The European SWARM mission involves three 9-meter satellites orbiting the planet at altitudes of 300-530 km (186-330 miles) to monitor the dynamic magnetic field and also record any changes over a period of four years.
The data obtained from the Swarm satellites will help researchers get a better understanding of intricacies of the Earth’s magnetic fields. The data will help researchers to learn how the Earth’s magnetic field is affected by Solar Activity and also why large parts are getting weakened.
The Earth’s magnetic field is the security armor without which life would have been wiped out eons ago. The magnetic field of Earth has protected mankind from intense radiation from the Sun and other sources in deep space.
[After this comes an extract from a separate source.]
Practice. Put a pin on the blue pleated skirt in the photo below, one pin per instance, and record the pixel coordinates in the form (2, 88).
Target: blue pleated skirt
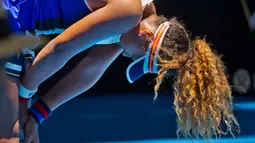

It is very important to know exactly what makes this work.
The data which was received from the Swarm has revealed that there are weakening areas within the core-generated magnetic field spread across the western hemisphere. Some parts of the southern Indian Ocean show intensification of magnetic fields. It also confirms the fact that the Magnetic North pole is shifting towards Russia.
Rune Floberghagen, ESA’s Swarm Mission Manager said, “These initial results demonstrate the excellent performance of Swarm. With unprecedented resolution, the data also exhibit Swarm’s capability to map fine-scale features of the magnetic field.”
It is a known fact that Earth’s magnetic poles periodically reverse and the process is completed in thousands of years with the field undergoing changes which are unpredictable. However the magnetic field remains protective during these periods of changes.